Big Hearts Community Trust
- Formation: 23 March 2006; 20 years ago
- Type: Charity
- Registration no.: SC037311
- Headquarters: Tynecastle Park, Edinburgh, Scotland
- Website: bighearts.org.uk

= Big Hearts Community Trust =

Scottish charity associated with Heart of Midlothian F.C.

Big Hearts Community Trust is a Scottish charity based at Tynecastle Park in Gorgie, Edinburgh. It is the official charity of Heart of Midlothian F.C. and provides community support programmes for children, adults and families. The organisation is registered with the Office of the Scottish Charity Regulator (OSCR) and is a company limited by guarantee.

==History==
The organisation was incorporated and registered as a charity on 23 March 2006 under the name The Hearts Education and Community Trust Limited. It was renamed Heart of Midlothian Education and Community Trust in October 2006 and adopted its present name, Big Hearts Community Trust, in October 2011.

In 2015, the charity adopted a new strategy focused on supporting families in need and vulnerable groups, with work addressing areas including mental health, equality and social isolation. Its Kinship Care programme, the first programme developed under the family-focused strategy, was launched in October 2015.

The Big Hearts Supporters initiative was launched in 2016 to enable Hearts supporters and local residents to take part in volunteering and other activities supporting the charity. Big Hearts was a finalist in the 2017 Scottish Charity Awards.

In 2021, the Big Hearts Supporters programme won the More Than Football Award, organised by the European Football for Development Network. The prize included a mini-pitch, which was subsequently installed at South Morningside Primary School in Edinburgh through a partnership involving Big Hearts, the City of Edinburgh Council and Robertson Construction.

In 2026, Big Hearts was selected through the Scottish Government's Whole Family Support Third Sector Delivery Fund to lead a partnership using football club charities to provide family support. The programme was planned for Edinburgh, Aberdeen, East Ayrshire, Falkirk and Inverclyde.

==Activities==
Big Hearts operates programmes from Tynecastle Park and elsewhere in Edinburgh. Its Kinship Care work provides activities and support for children living in kinship care and their carers. The City of Edinburgh Council lists the charity's Kinnections group among support services available to children in kinship care.
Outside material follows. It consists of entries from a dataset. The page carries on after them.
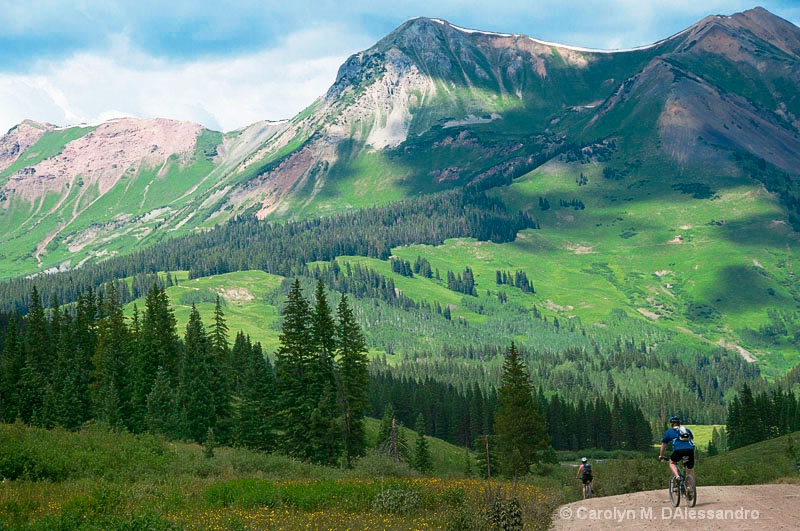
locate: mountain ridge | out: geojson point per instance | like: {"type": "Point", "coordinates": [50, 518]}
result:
{"type": "Point", "coordinates": [702, 125]}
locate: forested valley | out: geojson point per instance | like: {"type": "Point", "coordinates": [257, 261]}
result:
{"type": "Point", "coordinates": [618, 378]}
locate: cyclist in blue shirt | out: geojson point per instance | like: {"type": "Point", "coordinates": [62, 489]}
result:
{"type": "Point", "coordinates": [682, 442]}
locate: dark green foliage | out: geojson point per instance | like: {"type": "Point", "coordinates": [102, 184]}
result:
{"type": "Point", "coordinates": [247, 243]}
{"type": "Point", "coordinates": [158, 346]}
{"type": "Point", "coordinates": [294, 373]}
{"type": "Point", "coordinates": [254, 389]}
{"type": "Point", "coordinates": [520, 428]}
{"type": "Point", "coordinates": [112, 363]}
{"type": "Point", "coordinates": [162, 416]}
{"type": "Point", "coordinates": [422, 455]}
{"type": "Point", "coordinates": [195, 395]}
{"type": "Point", "coordinates": [754, 418]}
{"type": "Point", "coordinates": [220, 373]}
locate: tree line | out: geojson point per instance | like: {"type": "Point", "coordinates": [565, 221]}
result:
{"type": "Point", "coordinates": [756, 417]}
{"type": "Point", "coordinates": [68, 366]}
{"type": "Point", "coordinates": [462, 416]}
{"type": "Point", "coordinates": [246, 243]}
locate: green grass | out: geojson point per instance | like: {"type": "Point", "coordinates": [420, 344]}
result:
{"type": "Point", "coordinates": [98, 479]}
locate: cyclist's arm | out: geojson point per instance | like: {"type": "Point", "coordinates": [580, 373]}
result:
{"type": "Point", "coordinates": [663, 448]}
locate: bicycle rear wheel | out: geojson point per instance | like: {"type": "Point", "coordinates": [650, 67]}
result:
{"type": "Point", "coordinates": [691, 491]}
{"type": "Point", "coordinates": [675, 491]}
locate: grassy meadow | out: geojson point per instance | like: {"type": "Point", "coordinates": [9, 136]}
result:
{"type": "Point", "coordinates": [99, 479]}
{"type": "Point", "coordinates": [96, 479]}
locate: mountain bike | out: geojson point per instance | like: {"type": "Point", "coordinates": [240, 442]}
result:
{"type": "Point", "coordinates": [586, 488]}
{"type": "Point", "coordinates": [682, 485]}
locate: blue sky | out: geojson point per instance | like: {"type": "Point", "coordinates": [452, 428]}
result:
{"type": "Point", "coordinates": [228, 64]}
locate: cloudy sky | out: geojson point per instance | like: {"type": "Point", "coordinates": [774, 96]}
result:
{"type": "Point", "coordinates": [228, 64]}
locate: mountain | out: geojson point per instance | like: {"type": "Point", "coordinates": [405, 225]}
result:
{"type": "Point", "coordinates": [664, 178]}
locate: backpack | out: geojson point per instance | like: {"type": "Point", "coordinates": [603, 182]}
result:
{"type": "Point", "coordinates": [684, 435]}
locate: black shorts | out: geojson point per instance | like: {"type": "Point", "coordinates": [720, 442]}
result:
{"type": "Point", "coordinates": [677, 455]}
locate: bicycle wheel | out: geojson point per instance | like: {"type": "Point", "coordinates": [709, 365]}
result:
{"type": "Point", "coordinates": [691, 491]}
{"type": "Point", "coordinates": [675, 491]}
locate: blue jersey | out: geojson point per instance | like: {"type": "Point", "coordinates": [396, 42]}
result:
{"type": "Point", "coordinates": [673, 436]}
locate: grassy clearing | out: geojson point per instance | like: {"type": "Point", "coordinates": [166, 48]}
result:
{"type": "Point", "coordinates": [96, 479]}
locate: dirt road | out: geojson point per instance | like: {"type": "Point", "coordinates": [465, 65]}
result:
{"type": "Point", "coordinates": [722, 508]}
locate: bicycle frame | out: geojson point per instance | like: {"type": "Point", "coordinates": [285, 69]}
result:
{"type": "Point", "coordinates": [683, 484]}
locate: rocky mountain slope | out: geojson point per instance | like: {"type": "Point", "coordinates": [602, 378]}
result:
{"type": "Point", "coordinates": [429, 107]}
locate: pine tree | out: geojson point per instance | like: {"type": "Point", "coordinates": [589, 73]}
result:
{"type": "Point", "coordinates": [194, 389]}
{"type": "Point", "coordinates": [71, 379]}
{"type": "Point", "coordinates": [294, 370]}
{"type": "Point", "coordinates": [422, 454]}
{"type": "Point", "coordinates": [520, 428]}
{"type": "Point", "coordinates": [353, 380]}
{"type": "Point", "coordinates": [34, 376]}
{"type": "Point", "coordinates": [221, 370]}
{"type": "Point", "coordinates": [158, 345]}
{"type": "Point", "coordinates": [162, 411]}
{"type": "Point", "coordinates": [324, 432]}
{"type": "Point", "coordinates": [12, 361]}
{"type": "Point", "coordinates": [253, 423]}
{"type": "Point", "coordinates": [111, 363]}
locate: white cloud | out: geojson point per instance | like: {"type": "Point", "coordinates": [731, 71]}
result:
{"type": "Point", "coordinates": [110, 75]}
{"type": "Point", "coordinates": [220, 93]}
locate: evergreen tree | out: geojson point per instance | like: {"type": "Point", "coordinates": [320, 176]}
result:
{"type": "Point", "coordinates": [295, 364]}
{"type": "Point", "coordinates": [34, 376]}
{"type": "Point", "coordinates": [520, 428]}
{"type": "Point", "coordinates": [253, 417]}
{"type": "Point", "coordinates": [194, 391]}
{"type": "Point", "coordinates": [324, 431]}
{"type": "Point", "coordinates": [71, 379]}
{"type": "Point", "coordinates": [422, 454]}
{"type": "Point", "coordinates": [12, 361]}
{"type": "Point", "coordinates": [353, 380]}
{"type": "Point", "coordinates": [162, 411]}
{"type": "Point", "coordinates": [158, 345]}
{"type": "Point", "coordinates": [221, 374]}
{"type": "Point", "coordinates": [111, 363]}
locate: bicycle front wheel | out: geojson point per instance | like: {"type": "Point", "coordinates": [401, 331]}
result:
{"type": "Point", "coordinates": [675, 491]}
{"type": "Point", "coordinates": [691, 491]}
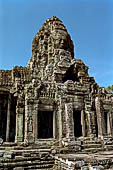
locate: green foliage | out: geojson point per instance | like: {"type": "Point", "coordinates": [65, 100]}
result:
{"type": "Point", "coordinates": [110, 89]}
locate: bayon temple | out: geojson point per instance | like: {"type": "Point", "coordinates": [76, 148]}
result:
{"type": "Point", "coordinates": [53, 115]}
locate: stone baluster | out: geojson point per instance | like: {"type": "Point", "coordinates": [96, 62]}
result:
{"type": "Point", "coordinates": [69, 120]}
{"type": "Point", "coordinates": [8, 118]}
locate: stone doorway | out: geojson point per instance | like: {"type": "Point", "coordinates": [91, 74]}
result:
{"type": "Point", "coordinates": [77, 123]}
{"type": "Point", "coordinates": [7, 118]}
{"type": "Point", "coordinates": [45, 124]}
{"type": "Point", "coordinates": [105, 123]}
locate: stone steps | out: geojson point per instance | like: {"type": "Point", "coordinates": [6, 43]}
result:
{"type": "Point", "coordinates": [27, 158]}
{"type": "Point", "coordinates": [92, 150]}
{"type": "Point", "coordinates": [109, 147]}
{"type": "Point", "coordinates": [94, 145]}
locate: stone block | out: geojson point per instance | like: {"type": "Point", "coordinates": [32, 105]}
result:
{"type": "Point", "coordinates": [8, 155]}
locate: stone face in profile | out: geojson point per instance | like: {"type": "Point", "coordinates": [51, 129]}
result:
{"type": "Point", "coordinates": [52, 35]}
{"type": "Point", "coordinates": [52, 104]}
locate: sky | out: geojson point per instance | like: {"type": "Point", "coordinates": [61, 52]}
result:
{"type": "Point", "coordinates": [89, 23]}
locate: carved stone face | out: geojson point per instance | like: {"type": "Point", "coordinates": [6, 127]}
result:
{"type": "Point", "coordinates": [60, 40]}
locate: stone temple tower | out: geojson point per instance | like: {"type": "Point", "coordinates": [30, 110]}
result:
{"type": "Point", "coordinates": [53, 99]}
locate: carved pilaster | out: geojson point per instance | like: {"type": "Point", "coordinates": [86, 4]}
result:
{"type": "Point", "coordinates": [69, 120]}
{"type": "Point", "coordinates": [8, 118]}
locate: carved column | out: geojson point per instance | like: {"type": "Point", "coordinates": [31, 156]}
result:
{"type": "Point", "coordinates": [8, 118]}
{"type": "Point", "coordinates": [109, 123]}
{"type": "Point", "coordinates": [99, 116]}
{"type": "Point", "coordinates": [83, 123]}
{"type": "Point", "coordinates": [69, 120]}
{"type": "Point", "coordinates": [19, 124]}
{"type": "Point", "coordinates": [35, 122]}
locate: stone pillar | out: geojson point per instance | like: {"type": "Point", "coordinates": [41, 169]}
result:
{"type": "Point", "coordinates": [69, 121]}
{"type": "Point", "coordinates": [109, 123]}
{"type": "Point", "coordinates": [83, 123]}
{"type": "Point", "coordinates": [99, 117]}
{"type": "Point", "coordinates": [29, 134]}
{"type": "Point", "coordinates": [19, 125]}
{"type": "Point", "coordinates": [35, 122]}
{"type": "Point", "coordinates": [8, 118]}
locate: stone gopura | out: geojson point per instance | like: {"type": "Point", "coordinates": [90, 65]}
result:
{"type": "Point", "coordinates": [53, 100]}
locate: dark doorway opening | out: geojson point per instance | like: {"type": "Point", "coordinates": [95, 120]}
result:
{"type": "Point", "coordinates": [77, 123]}
{"type": "Point", "coordinates": [3, 115]}
{"type": "Point", "coordinates": [13, 120]}
{"type": "Point", "coordinates": [45, 124]}
{"type": "Point", "coordinates": [96, 126]}
{"type": "Point", "coordinates": [105, 123]}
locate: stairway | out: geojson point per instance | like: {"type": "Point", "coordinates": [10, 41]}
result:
{"type": "Point", "coordinates": [25, 158]}
{"type": "Point", "coordinates": [92, 146]}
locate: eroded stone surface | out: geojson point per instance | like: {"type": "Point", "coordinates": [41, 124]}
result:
{"type": "Point", "coordinates": [53, 104]}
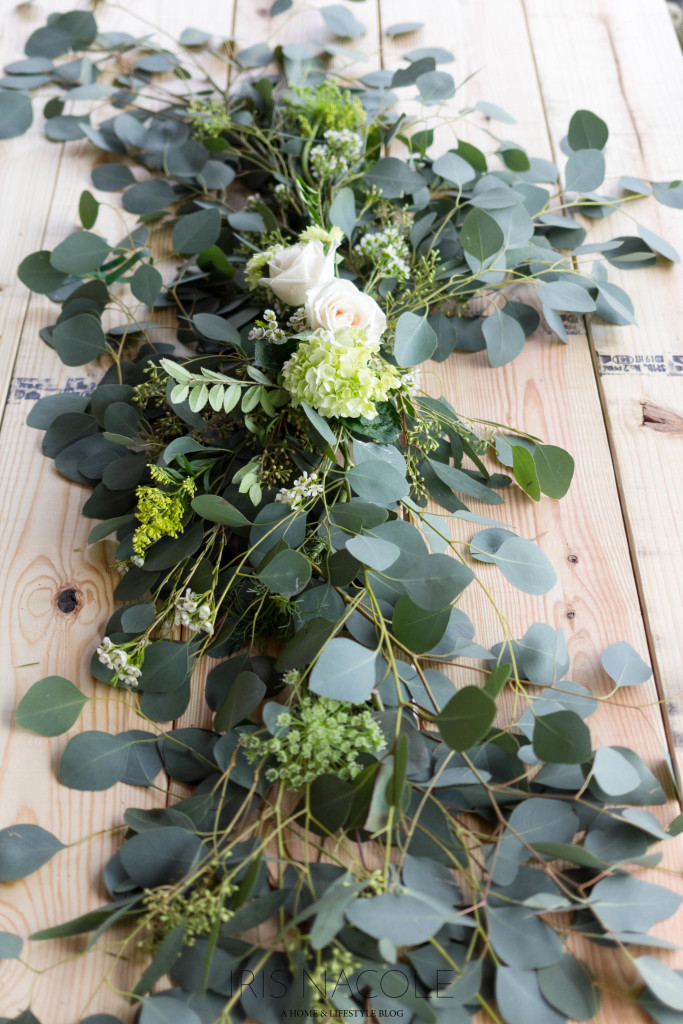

The charity also runs a football reminiscence programme for older people. In 2026, STV News reported that the Big Hearts Memories group had been operating for more than a decade and used archived photographs, football memorabilia and discussions to encourage social interaction and recollection. The programme particularly works with people affected by dementia, stroke or social isolation.

Its youth programmes have included Friday Night Lights, run in partnership with Police Scotland, Edinburgh Leisure and local community sports hubs for young people at risk of becoming involved in antisocial behaviour.